Ich werde meinem Glauben nicht entsagen – Christenverfolgung heute

„Wenn sie mich exekutieren wollen, dann sollen sie es machen. Ich werde meinem Glauben nicht entsagen“ – die christliche Ärztin Meriam Jahia Ibrahim Ishak zu der im Sudan über sie verhängten Todesstrafe durch Erhängen (die 100 Peitschenhiebe vorher dürften schon einiges dazu tun). Die Ausführung der Todesstrafe ist für zwei Jahre ausgesetzt (etwas worin, neben allem anderem Ungeheuerlichen hier, Gegner der Todesstrafe schon eine grausame und unnötige Bestrafung sehen), damit sich die junge Mutter sich zunächst noch um ihr Kind kümmern kann. Wer den Fall nicht kennt, die junge Frau ist Christin und wurde als solche erzogen. Der Islam erkennt nicht nur ihren Glauben, sondern auch ihre Ehe mit einem Christen nicht an, weshalb ihr außer Abfall von einem Glauben, den sie nie hatte, auch noch „Hurerei“ vorgeworfen wird. Außer dem neugeborenen Kind – in einer Gefängniszelle geboren! – haben die Eheleute noch eines.
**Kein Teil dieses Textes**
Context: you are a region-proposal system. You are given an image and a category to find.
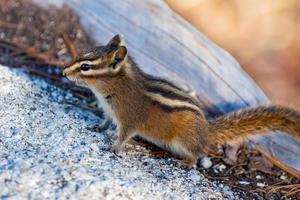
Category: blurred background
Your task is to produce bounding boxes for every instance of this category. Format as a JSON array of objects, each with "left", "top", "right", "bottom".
[{"left": 166, "top": 0, "right": 300, "bottom": 110}]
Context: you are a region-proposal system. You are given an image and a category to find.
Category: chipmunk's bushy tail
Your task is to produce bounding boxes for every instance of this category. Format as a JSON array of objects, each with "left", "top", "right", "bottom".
[{"left": 209, "top": 106, "right": 300, "bottom": 145}]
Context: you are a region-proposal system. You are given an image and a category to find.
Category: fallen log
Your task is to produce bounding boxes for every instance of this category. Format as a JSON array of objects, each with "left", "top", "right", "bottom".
[{"left": 37, "top": 0, "right": 300, "bottom": 177}]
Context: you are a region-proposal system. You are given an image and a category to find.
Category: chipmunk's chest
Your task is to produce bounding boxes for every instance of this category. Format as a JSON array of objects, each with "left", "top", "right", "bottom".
[{"left": 92, "top": 88, "right": 117, "bottom": 123}]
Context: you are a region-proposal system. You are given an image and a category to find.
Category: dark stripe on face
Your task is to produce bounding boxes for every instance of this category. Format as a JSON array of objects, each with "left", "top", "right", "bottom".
[
  {"left": 146, "top": 86, "right": 199, "bottom": 106},
  {"left": 151, "top": 99, "right": 202, "bottom": 114}
]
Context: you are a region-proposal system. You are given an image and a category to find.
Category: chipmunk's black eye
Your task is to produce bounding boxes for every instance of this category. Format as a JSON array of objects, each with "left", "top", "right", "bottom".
[
  {"left": 80, "top": 63, "right": 92, "bottom": 71},
  {"left": 110, "top": 61, "right": 118, "bottom": 69}
]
Ich werde meinem Glauben nicht entsagen – das ist das Holz, aus dem unsere heutigen Märtyrer geschnitzt sind, von denen es leider viel zu viele gibt. Hoffen und beten wir, daß es nicht soweit kommt, sondern man im Sudan entweder anderen Sinnes wird oder der öffentliche Druck wächst. Wir sollten diese mutige Schwester im Glauben unseres Gebets und unserer Fürbitte versichern, daß sie niemals verlassen ist in der Hingabe an den, der offenbar ihr Herz besitzt.

1 Kommentar:

Anonym hat gesagt…

Es gibt eine Protest-Email-Aktion bei Amnesty. Sie haben da noch Hoffnung das Urteil abwenden zu können.